242 P. 876, 75 Cal. App. 439, 1925 Cal. App. LEXIS 71
CourtCalifornia Court of Appeal
DecidedDecember 7, 1925
DocketDocket No. 1267.
StatusPublished
Cited by3 cases

This text of 242 P. 876 (People v. Dasey) is published on Counsel Stack Legal Research, covering California Court of Appeal primary law. Counsel Stack provides free access to over 12 million legal documents including statutes, case law, regulations, and constitutions.

Bluebook
People v. Dasey, 242 P. 876, 75 Cal. App. 439, 1925 Cal. App. LEXIS 71 (Cal. Ct. App. 1925).

Opinion

CURTIS, J.

The indictment against appellants is in two counts. Each count charges appellants with the crime of rape committed against the same person and on the same day. It was the contention of the prosecution that each of said appellants had sexual intercourse with one Josephine Price by force and violence, and that while one of said appellants accomplished said act the other aided and abetted in its commission by holding and restraining said complaining witness and thus overcoming her resistance.
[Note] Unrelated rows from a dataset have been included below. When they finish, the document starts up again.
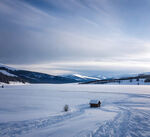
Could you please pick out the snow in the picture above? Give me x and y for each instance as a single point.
(94, 101)
(7, 73)
(37, 110)
(85, 77)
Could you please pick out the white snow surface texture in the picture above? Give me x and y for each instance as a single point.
(37, 111)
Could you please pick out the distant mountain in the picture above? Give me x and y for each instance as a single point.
(131, 79)
(80, 78)
(8, 74)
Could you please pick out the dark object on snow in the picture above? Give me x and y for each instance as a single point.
(95, 103)
(66, 108)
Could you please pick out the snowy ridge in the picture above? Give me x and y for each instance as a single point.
(85, 77)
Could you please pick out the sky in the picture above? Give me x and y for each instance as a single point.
(98, 37)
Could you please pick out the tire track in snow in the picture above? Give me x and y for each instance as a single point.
(22, 127)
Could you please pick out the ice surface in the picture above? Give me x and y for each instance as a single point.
(37, 110)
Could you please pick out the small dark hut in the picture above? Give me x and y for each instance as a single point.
(95, 103)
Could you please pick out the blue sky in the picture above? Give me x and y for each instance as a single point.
(76, 36)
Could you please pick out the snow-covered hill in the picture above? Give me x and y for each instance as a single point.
(8, 74)
(80, 78)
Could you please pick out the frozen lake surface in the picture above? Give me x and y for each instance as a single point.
(37, 111)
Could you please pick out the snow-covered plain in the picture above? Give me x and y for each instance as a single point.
(37, 111)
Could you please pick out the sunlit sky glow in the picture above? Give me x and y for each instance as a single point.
(76, 36)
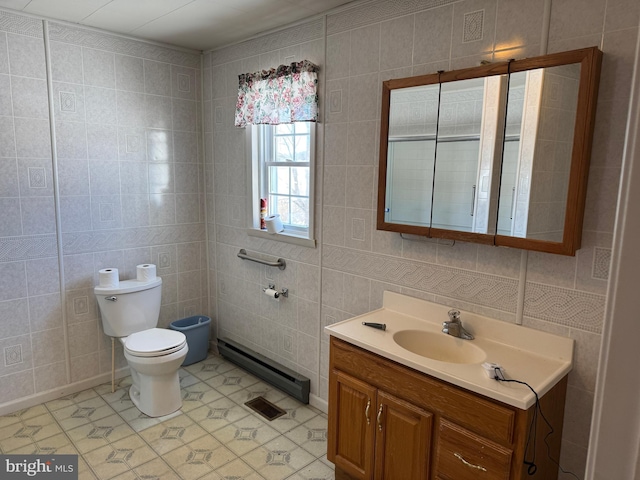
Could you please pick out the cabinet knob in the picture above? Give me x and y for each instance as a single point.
(366, 412)
(470, 465)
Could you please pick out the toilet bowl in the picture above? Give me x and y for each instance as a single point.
(154, 357)
(130, 312)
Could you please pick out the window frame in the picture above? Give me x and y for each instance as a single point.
(259, 141)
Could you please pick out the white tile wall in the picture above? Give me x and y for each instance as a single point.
(102, 117)
(127, 122)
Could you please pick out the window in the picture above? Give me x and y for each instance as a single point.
(282, 173)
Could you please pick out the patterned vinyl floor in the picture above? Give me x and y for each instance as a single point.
(213, 437)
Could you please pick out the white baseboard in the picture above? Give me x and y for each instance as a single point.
(53, 394)
(318, 403)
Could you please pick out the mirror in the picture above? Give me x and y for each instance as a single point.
(496, 154)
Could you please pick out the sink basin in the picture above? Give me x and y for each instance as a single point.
(439, 346)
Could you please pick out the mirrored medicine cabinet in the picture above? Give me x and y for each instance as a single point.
(496, 154)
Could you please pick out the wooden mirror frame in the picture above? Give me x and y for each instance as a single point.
(590, 60)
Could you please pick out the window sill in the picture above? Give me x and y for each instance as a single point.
(283, 237)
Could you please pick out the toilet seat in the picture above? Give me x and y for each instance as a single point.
(154, 342)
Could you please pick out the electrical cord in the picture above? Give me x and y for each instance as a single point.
(533, 428)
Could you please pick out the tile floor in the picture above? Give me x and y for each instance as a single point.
(213, 437)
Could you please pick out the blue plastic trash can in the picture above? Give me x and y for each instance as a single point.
(196, 329)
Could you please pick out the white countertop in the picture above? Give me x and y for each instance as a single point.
(538, 358)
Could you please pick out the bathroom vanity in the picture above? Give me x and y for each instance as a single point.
(398, 414)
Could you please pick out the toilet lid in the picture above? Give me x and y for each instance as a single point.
(154, 342)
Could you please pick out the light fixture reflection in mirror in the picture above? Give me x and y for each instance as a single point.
(507, 160)
(411, 154)
(541, 114)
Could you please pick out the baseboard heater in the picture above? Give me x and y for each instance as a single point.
(272, 372)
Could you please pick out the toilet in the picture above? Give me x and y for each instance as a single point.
(130, 312)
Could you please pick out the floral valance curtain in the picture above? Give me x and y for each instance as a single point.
(285, 94)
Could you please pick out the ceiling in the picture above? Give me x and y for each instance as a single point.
(197, 24)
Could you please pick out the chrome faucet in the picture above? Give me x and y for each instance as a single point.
(454, 326)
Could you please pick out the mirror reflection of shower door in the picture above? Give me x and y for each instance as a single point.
(409, 182)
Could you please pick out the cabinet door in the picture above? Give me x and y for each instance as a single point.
(463, 455)
(351, 424)
(403, 439)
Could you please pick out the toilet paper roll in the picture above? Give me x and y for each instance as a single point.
(146, 272)
(274, 224)
(108, 278)
(271, 293)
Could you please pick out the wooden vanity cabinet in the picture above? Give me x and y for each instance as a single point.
(388, 421)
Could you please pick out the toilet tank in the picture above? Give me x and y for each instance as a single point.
(130, 307)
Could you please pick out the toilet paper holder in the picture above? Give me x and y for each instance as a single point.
(281, 293)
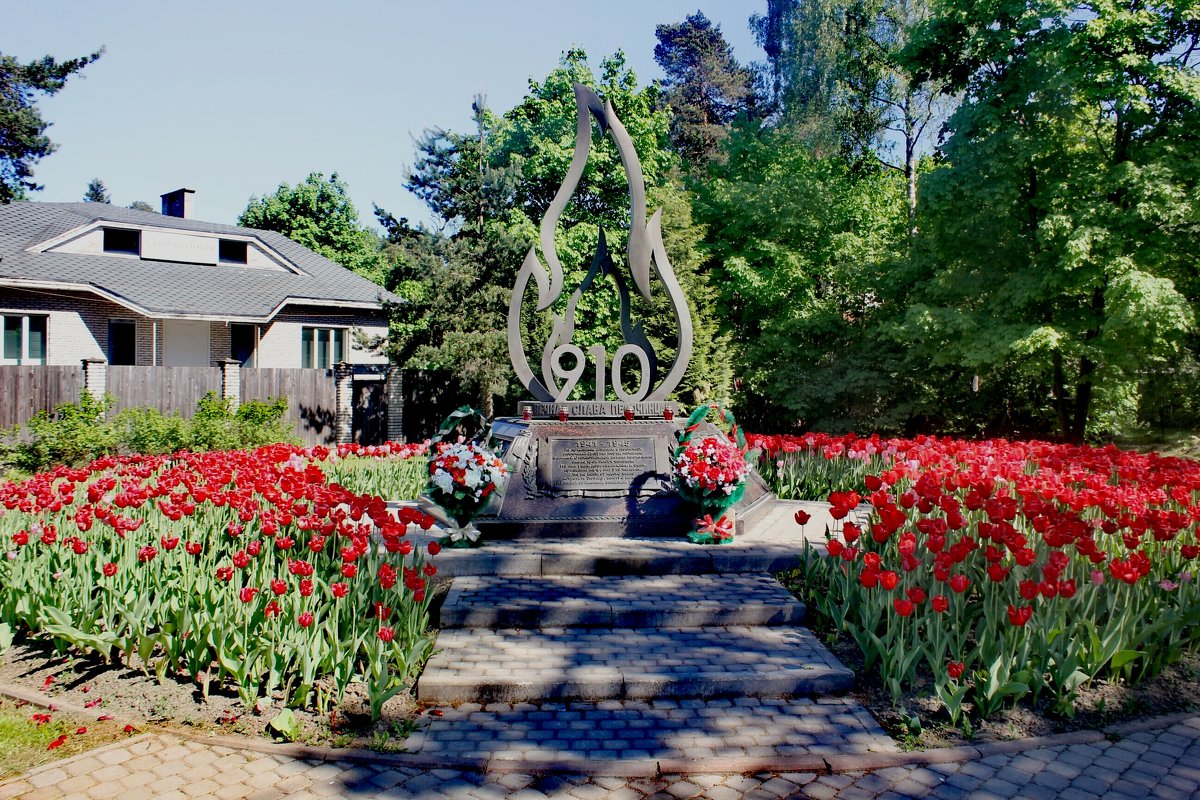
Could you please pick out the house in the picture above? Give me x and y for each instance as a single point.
(94, 281)
(157, 310)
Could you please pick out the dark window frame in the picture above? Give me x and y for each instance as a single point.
(231, 251)
(24, 329)
(123, 241)
(124, 360)
(322, 346)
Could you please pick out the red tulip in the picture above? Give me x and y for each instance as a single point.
(1019, 617)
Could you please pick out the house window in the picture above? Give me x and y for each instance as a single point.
(24, 340)
(123, 342)
(121, 240)
(232, 252)
(322, 347)
(241, 343)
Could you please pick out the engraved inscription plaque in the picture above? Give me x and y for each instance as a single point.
(599, 462)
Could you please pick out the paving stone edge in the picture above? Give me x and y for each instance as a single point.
(641, 768)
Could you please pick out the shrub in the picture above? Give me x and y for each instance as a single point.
(77, 433)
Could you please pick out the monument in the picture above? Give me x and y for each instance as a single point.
(599, 467)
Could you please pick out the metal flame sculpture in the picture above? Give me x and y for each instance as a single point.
(645, 250)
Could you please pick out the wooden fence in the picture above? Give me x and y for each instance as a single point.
(167, 389)
(427, 397)
(312, 398)
(27, 390)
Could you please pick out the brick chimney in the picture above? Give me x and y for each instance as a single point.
(178, 203)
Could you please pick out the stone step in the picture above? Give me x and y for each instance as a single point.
(485, 666)
(772, 545)
(621, 601)
(676, 733)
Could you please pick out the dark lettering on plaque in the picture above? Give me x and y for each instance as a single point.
(599, 462)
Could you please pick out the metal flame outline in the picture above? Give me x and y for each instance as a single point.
(645, 248)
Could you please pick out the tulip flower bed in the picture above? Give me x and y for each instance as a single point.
(1001, 570)
(251, 569)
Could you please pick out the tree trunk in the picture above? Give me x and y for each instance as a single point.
(910, 162)
(1060, 397)
(1083, 401)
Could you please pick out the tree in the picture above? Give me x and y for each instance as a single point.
(96, 192)
(319, 215)
(489, 191)
(840, 80)
(23, 140)
(706, 88)
(801, 251)
(1056, 239)
(803, 41)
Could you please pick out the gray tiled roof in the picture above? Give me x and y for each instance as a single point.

That is, the prosecution contended that each of said appellants was guilty of two crimes of rape against the same person and on the same day, and that in the commission of one of said crimes the appellant James M. Dasey was the principal and appellant John M. Dasey was the accomplice, and in the commission of the other of said crimes the appellant John M. Dasey was the principal and the appellant James M. Dasey was the accomplice. The evidence admitted on behalf of the prosecution tended to show the commission of each of said crimes. There was, therefore, no merit in the motion of appellants made after the prosecution had closed its evidence in chief requiring the People to elect one of the two charges contained in the indictment as the one upon which the appellants would be prosecuted. As the appellants were charged with two separate and distinct crimes, and there was evidence tending to support both of said charges, there could be no right whatever on appellants’ part to require the People to limit the prosecution to only one of said crimes. Under section 954 of the Penal Code the indictment may charge two or more different offenses of the same class of crimes under separate counts, and the prosecution is not required to elect between the different offenses or counts *443 set forth in the indictment, hut the defendant may he convicted of any number of the offenses charged.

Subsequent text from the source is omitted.